1942 film by Robert B. Sinclair

Mr. and Mrs. North is a 1942 American comedy mystery film directed by Robert B. Sinclair, starring Gracie Allen and William Post, Jr. as detectives Pam and Jerry North. The screenplay was based on a 1941 Broadway play by Owen Davis, which in turn was based on
a series of mystery novels by Frances and Richard Lockridge. Pam North, a dizzy socialite, and her husband Jerry return home from a vacation to find a dead body in their apartment. All the suspects are close friends of the Norths, a fact that encourages Pam to gently interfere in the ongoing murder investigation conducted by Lt. Weigand (Paul Kelly).

==Plot==
Jerry North and his wife Pam return home after a night away in a holiday spirit. The spirit soon vanishes when the body of a man falls out of their liquor closet. The corpse is identified as Stanley Brent, the estranged husband of Carol Brent, a friend of Pam's. As the clues are unearthed, it appears that some member of the North's social circle, who knew they would be away, gained entrance to their apartment, asked Brent to come there and murdered him.
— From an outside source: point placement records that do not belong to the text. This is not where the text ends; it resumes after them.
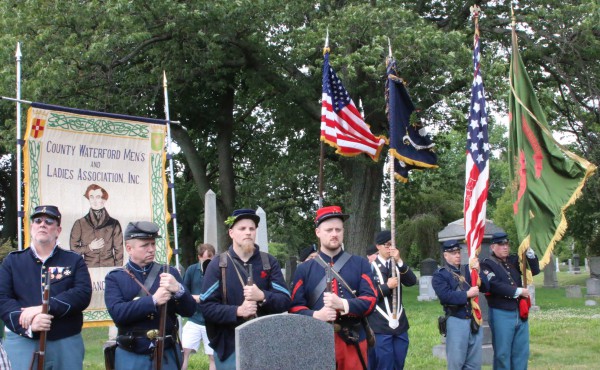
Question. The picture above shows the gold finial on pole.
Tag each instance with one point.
(326, 47)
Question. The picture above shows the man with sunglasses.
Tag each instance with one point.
(23, 276)
(510, 329)
(391, 344)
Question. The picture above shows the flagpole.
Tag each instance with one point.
(20, 214)
(171, 174)
(322, 147)
(393, 217)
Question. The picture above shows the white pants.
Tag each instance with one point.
(192, 335)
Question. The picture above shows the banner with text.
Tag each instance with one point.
(102, 171)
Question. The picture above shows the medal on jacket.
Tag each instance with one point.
(392, 323)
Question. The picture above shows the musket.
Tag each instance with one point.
(159, 336)
(250, 280)
(40, 354)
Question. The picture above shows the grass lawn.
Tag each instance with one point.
(564, 332)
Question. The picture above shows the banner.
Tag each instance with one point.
(545, 177)
(102, 171)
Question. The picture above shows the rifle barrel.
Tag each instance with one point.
(40, 354)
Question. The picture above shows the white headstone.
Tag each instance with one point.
(570, 266)
(285, 341)
(261, 233)
(210, 219)
(426, 292)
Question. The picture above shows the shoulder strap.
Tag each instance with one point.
(148, 282)
(223, 266)
(264, 256)
(337, 266)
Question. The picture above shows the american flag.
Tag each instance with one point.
(477, 169)
(342, 125)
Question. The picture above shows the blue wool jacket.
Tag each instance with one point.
(221, 318)
(21, 279)
(380, 324)
(504, 278)
(451, 292)
(356, 272)
(132, 314)
(192, 280)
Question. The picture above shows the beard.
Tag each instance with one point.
(247, 246)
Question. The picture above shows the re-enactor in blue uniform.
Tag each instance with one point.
(267, 295)
(453, 286)
(135, 303)
(342, 306)
(22, 281)
(510, 332)
(391, 345)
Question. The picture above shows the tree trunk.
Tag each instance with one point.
(364, 203)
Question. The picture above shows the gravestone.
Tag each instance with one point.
(210, 220)
(592, 287)
(573, 291)
(570, 266)
(594, 266)
(262, 238)
(550, 279)
(284, 341)
(427, 268)
(576, 269)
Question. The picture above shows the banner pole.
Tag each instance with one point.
(20, 213)
(171, 175)
(395, 298)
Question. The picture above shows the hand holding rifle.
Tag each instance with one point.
(40, 322)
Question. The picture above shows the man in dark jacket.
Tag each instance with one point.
(352, 296)
(510, 328)
(254, 286)
(23, 277)
(391, 334)
(134, 295)
(453, 286)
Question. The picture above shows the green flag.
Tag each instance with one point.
(545, 177)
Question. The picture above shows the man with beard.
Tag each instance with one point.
(391, 344)
(352, 295)
(23, 276)
(452, 284)
(97, 236)
(134, 295)
(510, 328)
(242, 283)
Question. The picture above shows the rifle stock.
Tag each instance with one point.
(162, 328)
(395, 291)
(40, 354)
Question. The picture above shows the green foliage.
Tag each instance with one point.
(245, 79)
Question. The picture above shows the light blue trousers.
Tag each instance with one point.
(389, 352)
(228, 364)
(61, 354)
(463, 348)
(510, 338)
(125, 360)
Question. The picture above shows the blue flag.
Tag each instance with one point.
(410, 144)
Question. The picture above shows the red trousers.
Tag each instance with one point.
(346, 355)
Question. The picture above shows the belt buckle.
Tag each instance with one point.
(152, 334)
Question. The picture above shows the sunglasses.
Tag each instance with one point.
(47, 221)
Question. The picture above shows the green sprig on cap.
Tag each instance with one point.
(230, 220)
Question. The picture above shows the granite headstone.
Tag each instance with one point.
(284, 341)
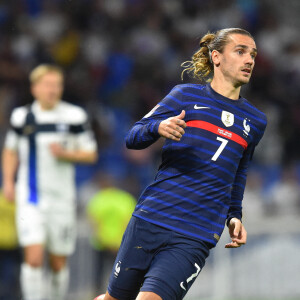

Pam tries to establish alibis for all of her friends, and in doing so inadvertently establishes who killed Brent.

== Production ==
The film was based on the 1941 play of the same name, which ran for 163 performances at the Belasco Theatre in New York. It featured Albert Hackett and Peggy Conklin in the title roles, as well as Millard Mitchell as Detective Mullins, a role he reprised for the film. The play itself was based on three short stories by Richard and Frances Lockridge that were featured in the New Yorker magazine in 1940. This production was Gracie Allen's first movie since The Gracie Allen Murder Case, which was released in 1939.

== Reception ==
The New York Times wrote: "[...] folks who are seeking entertainment with a bit of body to it may find this film rather thin pickings. Too much Grace for so little meat."